Objective To assess the clinical effectiveness and safety of inductive treatment with arsenic trioxide (As203) for acute promyelocytic leukemia (APL). Methods Randomized controlled trials (RCTs) were identified from MEDLINE (1966 -July, 2005 ), EMBASE (1984 -July, 2005 ), The Cochrane Library ( Issue 3, 2005) and CBM- disc (1978 -July, 2005). The references of eligible studies were handsearched. RCTs of As203 treating for APL were included. Data were evaluated and extracted by two reviewers independently with designed extraction form. RevMan 4. 2.7 software was used for data analysis. Results Six RCTs involving 323 patients were included. Two studies reported that there was no statistical difference between As2O3 group and all-transretinoic acid (ATRA) group in mortality for patients with APL or APL patients with complications of desseminated intiavascular coagulation or cerebra hemorrhage.
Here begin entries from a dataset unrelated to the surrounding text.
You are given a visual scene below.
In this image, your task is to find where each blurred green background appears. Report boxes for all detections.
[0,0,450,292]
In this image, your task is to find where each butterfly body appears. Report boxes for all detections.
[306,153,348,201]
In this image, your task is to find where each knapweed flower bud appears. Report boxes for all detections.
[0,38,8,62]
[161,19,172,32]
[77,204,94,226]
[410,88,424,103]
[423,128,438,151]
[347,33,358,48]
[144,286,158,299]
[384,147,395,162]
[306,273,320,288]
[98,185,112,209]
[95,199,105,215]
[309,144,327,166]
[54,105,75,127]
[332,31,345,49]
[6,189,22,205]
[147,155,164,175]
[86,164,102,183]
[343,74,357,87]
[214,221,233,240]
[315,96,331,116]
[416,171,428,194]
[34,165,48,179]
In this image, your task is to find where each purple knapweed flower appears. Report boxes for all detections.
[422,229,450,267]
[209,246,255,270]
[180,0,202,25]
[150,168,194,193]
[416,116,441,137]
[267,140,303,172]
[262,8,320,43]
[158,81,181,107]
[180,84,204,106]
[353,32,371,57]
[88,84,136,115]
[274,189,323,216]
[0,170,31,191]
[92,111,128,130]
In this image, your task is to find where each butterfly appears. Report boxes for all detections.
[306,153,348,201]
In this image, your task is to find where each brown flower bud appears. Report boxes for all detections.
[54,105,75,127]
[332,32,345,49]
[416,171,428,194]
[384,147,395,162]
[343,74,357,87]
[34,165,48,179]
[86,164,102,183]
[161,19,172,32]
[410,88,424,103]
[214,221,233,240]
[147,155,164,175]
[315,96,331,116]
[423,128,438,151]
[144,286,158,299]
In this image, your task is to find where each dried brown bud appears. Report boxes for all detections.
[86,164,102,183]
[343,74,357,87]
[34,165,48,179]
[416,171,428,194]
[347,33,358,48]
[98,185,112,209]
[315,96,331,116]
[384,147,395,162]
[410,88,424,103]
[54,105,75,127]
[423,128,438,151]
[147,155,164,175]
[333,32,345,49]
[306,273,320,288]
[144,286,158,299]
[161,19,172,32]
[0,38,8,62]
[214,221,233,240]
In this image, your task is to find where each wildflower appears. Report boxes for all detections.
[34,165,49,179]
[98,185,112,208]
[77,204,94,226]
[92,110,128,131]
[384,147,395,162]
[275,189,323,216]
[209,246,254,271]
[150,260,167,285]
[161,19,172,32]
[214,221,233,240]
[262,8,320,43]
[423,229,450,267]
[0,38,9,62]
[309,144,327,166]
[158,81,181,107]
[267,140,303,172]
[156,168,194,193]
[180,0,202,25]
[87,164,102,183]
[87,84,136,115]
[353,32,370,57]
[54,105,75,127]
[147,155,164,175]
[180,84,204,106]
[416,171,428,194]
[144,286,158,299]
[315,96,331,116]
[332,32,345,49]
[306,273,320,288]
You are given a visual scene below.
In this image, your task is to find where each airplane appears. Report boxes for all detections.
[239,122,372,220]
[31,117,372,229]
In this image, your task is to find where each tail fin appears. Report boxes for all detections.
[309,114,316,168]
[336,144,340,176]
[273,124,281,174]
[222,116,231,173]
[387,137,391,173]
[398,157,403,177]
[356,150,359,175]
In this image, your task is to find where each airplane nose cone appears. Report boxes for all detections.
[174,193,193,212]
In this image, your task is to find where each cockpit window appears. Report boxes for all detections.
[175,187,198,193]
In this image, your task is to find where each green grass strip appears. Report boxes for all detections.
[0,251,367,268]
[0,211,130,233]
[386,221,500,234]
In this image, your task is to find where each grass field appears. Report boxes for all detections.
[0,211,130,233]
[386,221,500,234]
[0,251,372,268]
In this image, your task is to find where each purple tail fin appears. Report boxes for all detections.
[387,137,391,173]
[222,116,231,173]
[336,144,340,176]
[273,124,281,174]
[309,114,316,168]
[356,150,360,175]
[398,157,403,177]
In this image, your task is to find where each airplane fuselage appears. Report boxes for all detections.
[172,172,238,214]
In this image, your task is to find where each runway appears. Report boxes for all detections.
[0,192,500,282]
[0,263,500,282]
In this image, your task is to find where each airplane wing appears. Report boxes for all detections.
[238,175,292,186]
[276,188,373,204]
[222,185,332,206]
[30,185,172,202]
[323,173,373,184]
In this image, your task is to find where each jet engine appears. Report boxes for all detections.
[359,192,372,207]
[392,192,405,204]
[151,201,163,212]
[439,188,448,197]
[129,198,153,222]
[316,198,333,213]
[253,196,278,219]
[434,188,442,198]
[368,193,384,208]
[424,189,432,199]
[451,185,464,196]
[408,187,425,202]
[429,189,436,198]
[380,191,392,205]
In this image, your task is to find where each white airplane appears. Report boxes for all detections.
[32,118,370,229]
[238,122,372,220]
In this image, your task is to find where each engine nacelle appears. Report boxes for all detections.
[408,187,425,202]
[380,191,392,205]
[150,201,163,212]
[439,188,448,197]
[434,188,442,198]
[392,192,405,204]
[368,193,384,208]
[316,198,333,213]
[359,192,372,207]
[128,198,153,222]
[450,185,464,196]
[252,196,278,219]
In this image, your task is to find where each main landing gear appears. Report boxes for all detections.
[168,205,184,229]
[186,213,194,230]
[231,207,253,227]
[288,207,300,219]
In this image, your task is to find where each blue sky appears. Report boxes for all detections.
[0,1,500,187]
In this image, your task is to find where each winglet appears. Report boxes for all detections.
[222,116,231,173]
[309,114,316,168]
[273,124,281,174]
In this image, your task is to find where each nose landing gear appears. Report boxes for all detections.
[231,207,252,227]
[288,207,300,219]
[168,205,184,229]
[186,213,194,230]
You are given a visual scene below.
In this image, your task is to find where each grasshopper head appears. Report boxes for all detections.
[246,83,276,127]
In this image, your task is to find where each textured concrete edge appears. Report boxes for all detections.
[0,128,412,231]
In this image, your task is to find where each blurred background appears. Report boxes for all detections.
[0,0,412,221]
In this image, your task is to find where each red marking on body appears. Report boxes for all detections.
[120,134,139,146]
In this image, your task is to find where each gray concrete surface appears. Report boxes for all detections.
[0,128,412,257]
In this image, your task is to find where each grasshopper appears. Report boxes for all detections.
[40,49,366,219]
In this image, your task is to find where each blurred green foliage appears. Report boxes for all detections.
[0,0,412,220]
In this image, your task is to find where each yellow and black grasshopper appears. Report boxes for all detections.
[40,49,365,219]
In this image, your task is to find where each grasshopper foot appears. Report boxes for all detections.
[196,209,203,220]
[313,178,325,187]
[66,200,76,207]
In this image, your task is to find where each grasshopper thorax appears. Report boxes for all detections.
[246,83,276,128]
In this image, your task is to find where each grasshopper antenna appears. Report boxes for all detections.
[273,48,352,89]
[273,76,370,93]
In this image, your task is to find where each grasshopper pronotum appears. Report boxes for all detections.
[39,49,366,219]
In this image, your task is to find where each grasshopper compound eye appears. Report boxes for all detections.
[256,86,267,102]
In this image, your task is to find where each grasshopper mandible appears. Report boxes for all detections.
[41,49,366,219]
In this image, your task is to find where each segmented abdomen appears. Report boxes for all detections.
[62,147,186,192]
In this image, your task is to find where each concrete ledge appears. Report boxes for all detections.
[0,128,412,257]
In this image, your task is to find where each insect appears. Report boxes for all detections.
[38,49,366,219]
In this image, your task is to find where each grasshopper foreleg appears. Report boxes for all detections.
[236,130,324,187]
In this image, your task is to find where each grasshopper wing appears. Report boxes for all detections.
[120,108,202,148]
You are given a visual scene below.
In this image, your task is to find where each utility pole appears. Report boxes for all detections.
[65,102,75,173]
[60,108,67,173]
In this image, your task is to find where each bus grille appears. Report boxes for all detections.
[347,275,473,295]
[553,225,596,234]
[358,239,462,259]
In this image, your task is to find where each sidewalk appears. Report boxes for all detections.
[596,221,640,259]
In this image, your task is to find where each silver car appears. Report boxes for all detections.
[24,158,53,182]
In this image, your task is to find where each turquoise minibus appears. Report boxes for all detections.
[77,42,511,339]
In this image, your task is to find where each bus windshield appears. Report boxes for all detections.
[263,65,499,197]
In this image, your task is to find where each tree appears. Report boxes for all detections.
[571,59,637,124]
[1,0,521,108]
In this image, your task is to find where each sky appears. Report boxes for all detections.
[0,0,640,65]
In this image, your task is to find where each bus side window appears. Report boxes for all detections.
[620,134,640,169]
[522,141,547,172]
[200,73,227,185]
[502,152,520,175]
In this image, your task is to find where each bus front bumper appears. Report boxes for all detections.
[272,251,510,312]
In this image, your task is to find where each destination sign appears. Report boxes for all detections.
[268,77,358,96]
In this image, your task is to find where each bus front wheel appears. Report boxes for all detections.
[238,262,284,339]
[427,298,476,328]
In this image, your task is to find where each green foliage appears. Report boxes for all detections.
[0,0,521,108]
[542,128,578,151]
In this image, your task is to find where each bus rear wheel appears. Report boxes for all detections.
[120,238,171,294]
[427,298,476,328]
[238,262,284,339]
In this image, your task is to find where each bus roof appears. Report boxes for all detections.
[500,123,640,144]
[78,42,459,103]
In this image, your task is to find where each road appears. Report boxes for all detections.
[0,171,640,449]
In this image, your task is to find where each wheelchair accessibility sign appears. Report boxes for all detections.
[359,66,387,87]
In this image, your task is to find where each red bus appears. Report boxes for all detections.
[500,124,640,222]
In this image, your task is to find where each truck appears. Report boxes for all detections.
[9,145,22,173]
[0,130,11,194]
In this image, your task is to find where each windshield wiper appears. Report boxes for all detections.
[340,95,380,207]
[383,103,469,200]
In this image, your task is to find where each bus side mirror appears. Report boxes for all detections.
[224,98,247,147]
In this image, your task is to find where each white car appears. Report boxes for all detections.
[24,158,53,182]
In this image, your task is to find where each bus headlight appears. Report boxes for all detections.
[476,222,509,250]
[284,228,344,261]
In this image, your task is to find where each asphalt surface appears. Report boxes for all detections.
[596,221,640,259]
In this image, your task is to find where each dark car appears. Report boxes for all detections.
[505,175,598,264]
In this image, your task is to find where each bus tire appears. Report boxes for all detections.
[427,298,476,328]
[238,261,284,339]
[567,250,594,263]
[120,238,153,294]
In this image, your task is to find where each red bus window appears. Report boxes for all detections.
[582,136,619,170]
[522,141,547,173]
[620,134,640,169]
The pooled result of 4 studies showed that there was no statistical difference with RR 0.98, 95 % CI 0.86 to 1.12 in complete remission (CR) rates between the two groups. The result of one study showed that the CR rate of patients with intravenous injection of As203 in 2 divided dosages with longer injection duration was higher with RR 1.31, 95% CI 0.86 to 1.12 compared with those with a single intravenous injection. Adverse effects in As2O3 group were less than ATRA group. Conclusions Inductive treatment with As2O3 for acute promyelocytic leukeuia has similar mortality and CR with less adverse effects compared with ATRA. More trials of high quality are required.